Scaling Pytorch Geometric GNNs With Kuzu

In this post, we’ll walk through how to use Kuzu as a Pytorch Geometric (PyG) Remote Backend to train a GNN model on very large graphs that do not fit on your machine’s RAM.

Let’s start with a quick overview of PyG Remote Backends: PyG Remote Backends are plug-in replacements for PyG’s in-memory graph and feature stores, so they can be used seamlessly with the rest of the PyG interfaces to develop your GNN models. If a PyG Remote Backend is a disk-based storage system, such as Kuzu, PyG will fetch subgraphs from Kuzu, which stores and scans its data from disk, allowing you to train models on very large graphs for which PyG’s in-memory storage would run out of memory and fail.

As you’ll see, if you already have PyG models you have developed in Python, replacing PyG’s default storage with Kuzu is extremely simple. It consists of loading your graph into Kuzu and then changing 1 line of code in your PyG model. To demonstrate how simple this is and how it performs, se will follow this Sample Code to demonstrate how to do this. So let’s get to it!

Dataset, Predictive Task, and GNN Model

Let’s start by describing our graph dataset, our predictive task, and the GNN model we will use for the predictive task.

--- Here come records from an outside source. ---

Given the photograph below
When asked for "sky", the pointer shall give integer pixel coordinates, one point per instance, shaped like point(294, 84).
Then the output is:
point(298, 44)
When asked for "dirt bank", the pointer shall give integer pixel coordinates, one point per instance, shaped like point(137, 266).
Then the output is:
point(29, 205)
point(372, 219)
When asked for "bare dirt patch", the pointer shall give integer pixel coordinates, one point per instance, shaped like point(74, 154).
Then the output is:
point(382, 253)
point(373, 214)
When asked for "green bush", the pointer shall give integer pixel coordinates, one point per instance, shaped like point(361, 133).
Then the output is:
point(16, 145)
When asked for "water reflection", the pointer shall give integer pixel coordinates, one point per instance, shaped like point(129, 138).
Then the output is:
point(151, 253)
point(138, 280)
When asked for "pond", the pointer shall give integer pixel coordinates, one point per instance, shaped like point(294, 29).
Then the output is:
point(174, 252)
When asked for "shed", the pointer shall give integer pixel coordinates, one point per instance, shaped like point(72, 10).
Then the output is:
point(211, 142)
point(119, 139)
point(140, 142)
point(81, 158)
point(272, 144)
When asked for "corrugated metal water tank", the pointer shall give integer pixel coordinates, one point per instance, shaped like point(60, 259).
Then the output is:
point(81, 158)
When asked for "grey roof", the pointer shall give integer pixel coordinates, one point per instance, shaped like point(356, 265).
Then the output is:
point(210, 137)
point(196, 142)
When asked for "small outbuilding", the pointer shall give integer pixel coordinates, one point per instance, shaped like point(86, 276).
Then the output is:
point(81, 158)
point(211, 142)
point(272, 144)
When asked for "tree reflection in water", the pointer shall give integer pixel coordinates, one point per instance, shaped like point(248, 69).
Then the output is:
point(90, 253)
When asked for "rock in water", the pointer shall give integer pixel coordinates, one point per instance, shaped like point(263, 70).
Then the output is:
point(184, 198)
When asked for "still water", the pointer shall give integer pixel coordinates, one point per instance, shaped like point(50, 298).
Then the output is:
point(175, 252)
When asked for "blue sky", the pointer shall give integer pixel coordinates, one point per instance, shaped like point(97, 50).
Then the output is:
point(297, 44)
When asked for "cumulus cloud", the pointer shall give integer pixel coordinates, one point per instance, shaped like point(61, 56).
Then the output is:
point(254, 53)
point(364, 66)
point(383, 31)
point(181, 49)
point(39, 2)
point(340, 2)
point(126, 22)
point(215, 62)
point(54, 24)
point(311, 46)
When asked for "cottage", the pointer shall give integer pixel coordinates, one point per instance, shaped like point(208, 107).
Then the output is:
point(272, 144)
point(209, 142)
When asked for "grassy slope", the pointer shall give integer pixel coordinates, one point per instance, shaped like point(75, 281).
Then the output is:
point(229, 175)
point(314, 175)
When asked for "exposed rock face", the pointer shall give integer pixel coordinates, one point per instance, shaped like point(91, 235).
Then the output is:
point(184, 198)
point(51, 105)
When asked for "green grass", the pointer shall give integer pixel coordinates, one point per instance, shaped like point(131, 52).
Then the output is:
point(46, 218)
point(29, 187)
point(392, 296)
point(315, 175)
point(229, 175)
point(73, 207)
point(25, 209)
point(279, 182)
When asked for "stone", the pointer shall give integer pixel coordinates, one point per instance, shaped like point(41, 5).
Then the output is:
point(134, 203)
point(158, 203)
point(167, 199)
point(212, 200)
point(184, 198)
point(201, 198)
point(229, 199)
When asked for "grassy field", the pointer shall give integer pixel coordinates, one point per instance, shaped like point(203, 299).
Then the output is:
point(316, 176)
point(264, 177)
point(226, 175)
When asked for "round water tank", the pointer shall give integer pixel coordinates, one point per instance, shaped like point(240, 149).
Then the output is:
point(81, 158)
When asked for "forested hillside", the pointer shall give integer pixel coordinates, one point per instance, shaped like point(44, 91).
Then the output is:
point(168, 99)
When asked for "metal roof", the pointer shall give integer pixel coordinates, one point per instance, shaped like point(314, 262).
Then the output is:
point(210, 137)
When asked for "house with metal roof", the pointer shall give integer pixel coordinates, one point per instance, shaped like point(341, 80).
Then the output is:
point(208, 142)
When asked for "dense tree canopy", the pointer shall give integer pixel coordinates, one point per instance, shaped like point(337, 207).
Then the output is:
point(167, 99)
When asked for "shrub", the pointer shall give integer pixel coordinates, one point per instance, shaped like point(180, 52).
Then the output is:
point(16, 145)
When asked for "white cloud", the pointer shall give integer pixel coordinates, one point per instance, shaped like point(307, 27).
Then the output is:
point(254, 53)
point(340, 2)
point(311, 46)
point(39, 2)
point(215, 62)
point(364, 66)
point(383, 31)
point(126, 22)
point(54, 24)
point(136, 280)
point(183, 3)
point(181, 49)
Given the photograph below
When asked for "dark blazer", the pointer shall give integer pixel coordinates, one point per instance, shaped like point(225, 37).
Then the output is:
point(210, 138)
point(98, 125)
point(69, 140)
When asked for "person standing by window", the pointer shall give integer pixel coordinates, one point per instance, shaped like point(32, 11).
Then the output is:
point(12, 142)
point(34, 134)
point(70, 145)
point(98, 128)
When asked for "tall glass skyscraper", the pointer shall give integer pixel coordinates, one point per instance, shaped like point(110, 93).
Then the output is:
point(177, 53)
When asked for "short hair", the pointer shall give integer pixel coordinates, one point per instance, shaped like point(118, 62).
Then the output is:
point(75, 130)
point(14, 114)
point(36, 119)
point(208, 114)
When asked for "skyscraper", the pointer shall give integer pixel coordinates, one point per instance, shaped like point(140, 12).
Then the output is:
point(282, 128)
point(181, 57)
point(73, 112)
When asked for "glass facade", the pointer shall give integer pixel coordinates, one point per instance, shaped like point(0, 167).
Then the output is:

Dataset: We will use the ogbn-papers100M dataset of ~100M nodes and ~2.5B edges from the Open Graph Benchmark (OGB). To find the dataset, you can search for “ogbn-papers100M” here. The dataset takes about 128GB of RAM when using PyG’s default in-memory storage. The graph’s nodes and edges model the following:

Nodes are papers that have these properties:

ID: an int64 node identifier
year: the publication date of the paper (you can ignore this as it will not be used in our example but this property is part of the dataset)
x: 128-dimensional node features (so 128-size float tensors)
y: a numeric label indicating the category/field of the paper. These numbers indicate different arXiv categories for papers. Although the exact mapping is not important, you can think of these for example as 0 indicating “physics”, 2 indicating “geometry” etc.

Edges/Relationships are citations between papers and do not contain any properties.

Predictive task: Predict the y labels of nodes using the node features stored in the x properties.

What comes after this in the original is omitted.